Both top-down and bottom-up participation for reliable e-democracy
CitizenLab has the merit of addressing both authorities and citizens. “Our civic engagement software allows cities to reconnect to their citizens”, explains Wietse Van Ransbeeck. The top-down approach is to be seen in projects initiated by cities about which citizens can make comments, while the bottom-up aim is to encourage citizens to come up with own proposals.
For the second possibility, the start-up works in 3 steps for citizens: citizens create and start their own proposals ; citizens collaborate and co-create other proposals; and, finally, citizens express preferences by voting for or against proposals. “It is a horizontal platform where citizens can co-create proposals. They can enhance their initiatives and also merge proposals into bigger priorities”, comments the 24-year-old CEO.
Since it was launched in 2015, CitizenLab has hosted proposals on mobility, construction of bike lanes or parks, as well as climate change-related initiatives. The start-up is currently at work in 50 cities across Europe, mainly in Belgium and The Netherlands, including big cities such as Brussels, The Hague, and Liège.
“You can shout on social media and still remain unheard”
With hindsight, Wietse Van Ransbeeck remembers, “The sense of frustration we had in Brussels when wanting to participate in local decision-making”. The various meetings at the town hall were frequently unsuccessful as either the civil servants were not willing to spend too much time or would listen those proposals “whenever it suited them”.
Citizenlab – mockup
This also highlights the capability–expectations gap as “not all persons have time to go to town hall meetings, although everybody has a smartphone and can use the devices that are meant to connect people. This allows people to be locally involved and have their voices heard”, emphasizes Wietse Van Ransbeeck.
Since CitizenLab’s creation and thanks to a constant effort to improve the platform, valuable key lessons have been learned, and golden rules have been established. First of all, in order to engage people, a platform needs to be open to any topic in which citizens are interested. Secondly, more transparency from the cities is a godsend. Therefore, it is of great importance that cities show how they take decisions. “On our platform, we have a timeline which indicates what are the next steps. If the citizen doesn’t see the next step, he would ask: ‘What are you going to do with my contribution?’”, explains Van Ransbeeck. Finally, the importance of feedback is crucial as cities are providing comments on citizens’ proposals.
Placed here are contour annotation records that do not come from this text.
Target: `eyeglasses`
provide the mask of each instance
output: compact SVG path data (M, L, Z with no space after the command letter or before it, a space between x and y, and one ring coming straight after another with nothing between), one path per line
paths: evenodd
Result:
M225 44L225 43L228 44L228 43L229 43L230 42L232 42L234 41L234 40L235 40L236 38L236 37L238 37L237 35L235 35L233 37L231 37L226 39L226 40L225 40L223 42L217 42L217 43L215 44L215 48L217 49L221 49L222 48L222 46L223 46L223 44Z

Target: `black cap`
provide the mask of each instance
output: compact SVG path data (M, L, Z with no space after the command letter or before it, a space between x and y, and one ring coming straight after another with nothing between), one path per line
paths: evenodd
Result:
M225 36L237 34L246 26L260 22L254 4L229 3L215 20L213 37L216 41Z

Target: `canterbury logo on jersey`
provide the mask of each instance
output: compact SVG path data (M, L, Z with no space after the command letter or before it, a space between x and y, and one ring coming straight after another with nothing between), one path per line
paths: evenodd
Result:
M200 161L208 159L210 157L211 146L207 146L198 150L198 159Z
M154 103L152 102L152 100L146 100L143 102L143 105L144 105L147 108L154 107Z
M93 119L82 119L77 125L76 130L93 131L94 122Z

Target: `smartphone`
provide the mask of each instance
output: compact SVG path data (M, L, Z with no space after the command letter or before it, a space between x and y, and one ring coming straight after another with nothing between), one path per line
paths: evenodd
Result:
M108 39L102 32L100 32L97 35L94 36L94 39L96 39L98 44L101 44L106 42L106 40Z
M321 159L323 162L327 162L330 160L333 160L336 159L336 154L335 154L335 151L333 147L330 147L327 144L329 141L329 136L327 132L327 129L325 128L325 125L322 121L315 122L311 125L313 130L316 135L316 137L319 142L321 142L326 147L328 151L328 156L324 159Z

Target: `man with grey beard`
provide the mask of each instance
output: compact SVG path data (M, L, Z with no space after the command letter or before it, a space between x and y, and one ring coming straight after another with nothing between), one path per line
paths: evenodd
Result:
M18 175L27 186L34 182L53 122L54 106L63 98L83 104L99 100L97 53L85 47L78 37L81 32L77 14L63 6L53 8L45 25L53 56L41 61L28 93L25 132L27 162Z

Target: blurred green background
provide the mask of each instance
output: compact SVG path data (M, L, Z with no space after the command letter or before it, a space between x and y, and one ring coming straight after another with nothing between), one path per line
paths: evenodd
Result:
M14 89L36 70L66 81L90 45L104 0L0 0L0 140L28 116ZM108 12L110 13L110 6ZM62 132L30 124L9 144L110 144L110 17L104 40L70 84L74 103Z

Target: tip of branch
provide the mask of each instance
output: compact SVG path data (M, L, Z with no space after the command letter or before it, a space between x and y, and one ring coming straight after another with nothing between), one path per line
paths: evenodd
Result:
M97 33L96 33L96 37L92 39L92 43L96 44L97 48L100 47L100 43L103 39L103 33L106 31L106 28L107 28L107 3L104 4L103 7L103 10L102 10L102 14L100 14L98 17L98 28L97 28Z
In this sense, every idea on the platform has a status, and it changes from time to time, which means that the city must provide feedback on the initiative in question.
Wietse Van Ransbeeck declares himself as an engaged millenial who transforms his passion for civic tech into practice. His resolutions for 2018 include plans to expand CitizenLab to around 150 cities and to increase civic participation. New cities in Germany, France, and the United Kingdom are about to be added to the list. In terms of civic engagement, CitizenLab intends to increase the participation averages by reaching 10% of the population in each city.